Kem Kem (often called the Kem Kem Beds) is one of Morocco’s most famous fossil regions. It’s known worldwide for fossils from the Late Cretaceous—a time when southeastern Morocco wasn’t dunes and dry plains, but a landscape shaped by rivers, floodplains, and wetlands. This is the setting behind some of the most iconic African fossils, including Spinosaurus and a whole river ecosystem of giant fish and crocodile relatives.
Kem Kem isn’t one single “spot.” It’s a fossil-bearing region made up of different layers and localities, which is why the name appears so often when people talk about Moroccan dinosaur fossils.

When did Kem Kem fossils live?

Most Kem Kem fossils date to around 100 million years ago (often discussed around the Cenomanian stage of the Late Cretaceous).

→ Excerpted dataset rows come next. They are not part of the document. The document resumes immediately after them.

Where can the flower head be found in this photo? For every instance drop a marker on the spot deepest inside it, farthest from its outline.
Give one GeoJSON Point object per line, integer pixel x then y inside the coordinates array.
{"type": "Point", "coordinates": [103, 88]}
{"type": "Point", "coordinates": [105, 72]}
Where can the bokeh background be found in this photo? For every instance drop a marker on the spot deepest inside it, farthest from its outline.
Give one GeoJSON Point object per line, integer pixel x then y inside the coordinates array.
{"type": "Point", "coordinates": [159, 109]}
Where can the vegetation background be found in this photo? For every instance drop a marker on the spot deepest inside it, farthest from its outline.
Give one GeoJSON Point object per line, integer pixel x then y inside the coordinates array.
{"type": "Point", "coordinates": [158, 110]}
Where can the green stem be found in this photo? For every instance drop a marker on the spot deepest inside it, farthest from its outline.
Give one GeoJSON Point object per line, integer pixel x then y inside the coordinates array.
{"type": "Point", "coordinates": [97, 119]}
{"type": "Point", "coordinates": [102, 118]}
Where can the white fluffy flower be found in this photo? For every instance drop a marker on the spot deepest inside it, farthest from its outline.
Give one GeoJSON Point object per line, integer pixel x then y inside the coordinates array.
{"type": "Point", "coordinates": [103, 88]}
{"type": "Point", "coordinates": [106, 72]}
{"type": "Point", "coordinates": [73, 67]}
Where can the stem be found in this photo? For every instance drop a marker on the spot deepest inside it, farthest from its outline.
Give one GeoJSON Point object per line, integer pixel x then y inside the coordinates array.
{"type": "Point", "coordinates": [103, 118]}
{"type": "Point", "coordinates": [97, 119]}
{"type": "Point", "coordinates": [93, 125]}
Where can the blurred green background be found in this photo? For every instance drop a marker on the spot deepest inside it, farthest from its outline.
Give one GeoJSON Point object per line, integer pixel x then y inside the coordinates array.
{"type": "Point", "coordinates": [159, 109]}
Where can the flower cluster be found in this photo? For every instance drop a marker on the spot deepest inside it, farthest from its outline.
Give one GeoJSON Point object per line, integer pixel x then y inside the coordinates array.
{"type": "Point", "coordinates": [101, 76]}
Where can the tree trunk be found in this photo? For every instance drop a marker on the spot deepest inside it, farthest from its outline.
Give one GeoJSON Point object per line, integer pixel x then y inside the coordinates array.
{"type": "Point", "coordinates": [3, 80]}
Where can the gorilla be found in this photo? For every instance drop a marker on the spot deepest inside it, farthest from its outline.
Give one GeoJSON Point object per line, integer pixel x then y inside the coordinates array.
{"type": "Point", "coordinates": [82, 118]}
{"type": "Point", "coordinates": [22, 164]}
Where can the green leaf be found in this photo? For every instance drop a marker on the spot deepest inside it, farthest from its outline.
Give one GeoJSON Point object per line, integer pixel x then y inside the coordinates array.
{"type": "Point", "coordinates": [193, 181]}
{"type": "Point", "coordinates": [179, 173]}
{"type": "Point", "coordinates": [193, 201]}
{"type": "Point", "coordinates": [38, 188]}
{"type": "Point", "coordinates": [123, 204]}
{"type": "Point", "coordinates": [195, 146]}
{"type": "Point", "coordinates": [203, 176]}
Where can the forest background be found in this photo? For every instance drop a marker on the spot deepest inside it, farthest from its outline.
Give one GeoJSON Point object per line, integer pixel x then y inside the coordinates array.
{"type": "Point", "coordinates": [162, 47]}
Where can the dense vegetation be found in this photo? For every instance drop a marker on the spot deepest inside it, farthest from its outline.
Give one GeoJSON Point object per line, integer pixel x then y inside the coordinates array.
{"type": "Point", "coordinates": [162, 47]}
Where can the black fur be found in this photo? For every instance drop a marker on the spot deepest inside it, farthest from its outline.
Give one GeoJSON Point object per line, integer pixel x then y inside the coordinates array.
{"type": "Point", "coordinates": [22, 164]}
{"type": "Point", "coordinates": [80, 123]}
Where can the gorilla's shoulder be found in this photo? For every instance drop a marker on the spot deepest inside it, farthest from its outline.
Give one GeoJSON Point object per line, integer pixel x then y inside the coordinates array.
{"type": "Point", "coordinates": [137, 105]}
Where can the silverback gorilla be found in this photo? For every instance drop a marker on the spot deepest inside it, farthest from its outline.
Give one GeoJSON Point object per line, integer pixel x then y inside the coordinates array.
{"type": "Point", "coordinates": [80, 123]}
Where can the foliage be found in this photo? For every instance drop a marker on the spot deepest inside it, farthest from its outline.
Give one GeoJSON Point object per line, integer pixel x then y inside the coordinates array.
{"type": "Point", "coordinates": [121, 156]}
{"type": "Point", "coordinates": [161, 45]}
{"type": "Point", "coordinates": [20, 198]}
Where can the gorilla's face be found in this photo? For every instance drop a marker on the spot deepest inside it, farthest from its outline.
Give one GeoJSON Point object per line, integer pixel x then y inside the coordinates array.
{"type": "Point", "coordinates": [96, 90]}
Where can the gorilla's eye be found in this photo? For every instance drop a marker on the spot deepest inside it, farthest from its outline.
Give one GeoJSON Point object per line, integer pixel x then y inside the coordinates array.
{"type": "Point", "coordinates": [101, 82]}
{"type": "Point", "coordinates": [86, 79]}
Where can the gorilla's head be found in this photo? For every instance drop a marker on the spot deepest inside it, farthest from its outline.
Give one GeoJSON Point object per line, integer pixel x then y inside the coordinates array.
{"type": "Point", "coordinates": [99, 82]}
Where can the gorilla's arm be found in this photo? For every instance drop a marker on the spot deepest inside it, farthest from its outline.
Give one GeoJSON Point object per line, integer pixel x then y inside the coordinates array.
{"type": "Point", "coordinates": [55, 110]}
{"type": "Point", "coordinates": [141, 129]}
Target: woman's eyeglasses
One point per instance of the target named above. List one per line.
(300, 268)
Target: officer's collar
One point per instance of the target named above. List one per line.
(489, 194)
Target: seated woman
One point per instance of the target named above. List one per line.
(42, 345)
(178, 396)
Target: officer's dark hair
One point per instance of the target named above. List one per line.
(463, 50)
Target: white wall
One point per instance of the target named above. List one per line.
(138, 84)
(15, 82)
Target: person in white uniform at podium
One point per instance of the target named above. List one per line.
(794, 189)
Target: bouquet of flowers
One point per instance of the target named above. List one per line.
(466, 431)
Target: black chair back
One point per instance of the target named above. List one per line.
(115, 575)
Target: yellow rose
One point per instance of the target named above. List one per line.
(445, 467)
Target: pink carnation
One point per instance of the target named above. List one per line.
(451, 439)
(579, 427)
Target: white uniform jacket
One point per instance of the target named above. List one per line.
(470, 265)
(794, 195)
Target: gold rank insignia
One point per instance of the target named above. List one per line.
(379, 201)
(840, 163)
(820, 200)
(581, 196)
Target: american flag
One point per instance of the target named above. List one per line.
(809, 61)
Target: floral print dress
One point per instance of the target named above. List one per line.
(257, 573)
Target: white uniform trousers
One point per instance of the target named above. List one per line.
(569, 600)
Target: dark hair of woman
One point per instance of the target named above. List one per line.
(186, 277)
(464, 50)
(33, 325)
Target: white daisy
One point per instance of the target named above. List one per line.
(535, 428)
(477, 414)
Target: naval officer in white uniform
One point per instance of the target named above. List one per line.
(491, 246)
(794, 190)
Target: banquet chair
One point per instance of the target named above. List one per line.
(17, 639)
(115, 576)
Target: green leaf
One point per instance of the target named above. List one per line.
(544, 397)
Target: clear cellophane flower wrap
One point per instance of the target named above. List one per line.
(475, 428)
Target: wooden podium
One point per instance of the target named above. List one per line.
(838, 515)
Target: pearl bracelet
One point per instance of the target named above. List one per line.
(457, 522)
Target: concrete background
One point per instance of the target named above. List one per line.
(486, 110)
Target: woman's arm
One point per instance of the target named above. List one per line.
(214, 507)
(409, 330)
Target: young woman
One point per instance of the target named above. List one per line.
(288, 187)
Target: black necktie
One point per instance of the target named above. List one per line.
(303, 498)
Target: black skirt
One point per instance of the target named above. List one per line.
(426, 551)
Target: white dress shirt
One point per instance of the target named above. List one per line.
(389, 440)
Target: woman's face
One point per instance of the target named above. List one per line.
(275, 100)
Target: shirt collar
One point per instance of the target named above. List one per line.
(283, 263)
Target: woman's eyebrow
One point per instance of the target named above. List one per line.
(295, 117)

That’s long after the Devonian marine world associated with trilobites and ammonoids—Kem Kem belongs to the dinosaur era.

What was Kem Kem like back then?

The easiest way to picture Kem Kem is as an ancient river world:
  • wide river channels carrying sand and gravel
  • seasonal flooding that spread sediments over the plains
  • shallow water zones where fish were abundant
  • muddy areas where bones, teeth, and scales could be buried and preserved
River systems don’t preserve fossils in the same way a calm sea floor can. Water movement can break bones, move them, and concentrate them in certain places. That’s a big reason why Kem Kem is famous for isolated pieces—especially teeth and dense fragments—rather than neat, complete skeletons.

The Kem Kem ecosystem (why it’s scientifically exciting)

Kem Kem fossils are exciting because they represent a full ecosystem that feels “alive” when you understand it:
  • Huge fish lived in these waters and formed a major part of the food chain.
  • Crocodile relatives were present as predators and scavengers along river edges.
  • Large theropod dinosaurs hunted in and around these wetlands.
Kem Kem is often described as a place where water and predators shaped everything—so the fossils you find reflect that: lots of teeth, jaws, scales, and durable pieces that survive movement in rivers.

Spinosaurus (the name everyone connects to Kem Kem)

Spinosaurus is the most iconic dinosaur associated with Kem Kem. It’s famous for its long crocodile-like snout and for being linked to a river environment—exactly the kind of world Kem Kem represents.
That’s why Kem Kem and Spinosaurus are mentioned together so often: the fossils and the environment match the same story.

What fossils are found in Kem Kem?

Kem Kem is best known for vertebrate fossils (animals with backbones). Common types people talk about include:

Dinosaur fossils (mostly teeth and fragments)

  • Spinosaurus-related remains (often represented by teeth and fragments)
  • other large theropod dinosaur teeth and partial pieces
Complete skeletons are rare. The “normal” Kem Kem fossil experience is recognizing smaller but meaningful parts—especially teeth.

Crocodile and reptile fossils

  • teeth
  • jaw fragments
  • bone pieces
These fit the river setting and show how predator-heavy the ecosystem was.

Fish fossils (a huge part of Kem Kem)

Fish remains are everywhere in the Kem Kem story:

  • fish teeth and jaw fragments
  • scales and dense bone pieces
  • sawfish rostrum fragments (often linked to Onchopristis)
If you want to understand Kem Kem properly, don’t think “only dinosaurs.” Think river life, with fish as a major foundation of the ecosystem.

Why Kem Kem is so famous

Kem Kem stands out because it combines:

  • a dramatic river ecosystem (not just random desert fossils)
  • famous names like Spinosaurus
  • fossils that are often easy to recognize even for beginners (teeth, rostrum fragments, jaws, scales)
It’s one of the most “imaginable” fossil regions—once you picture the rivers and predators, the fossils make sense.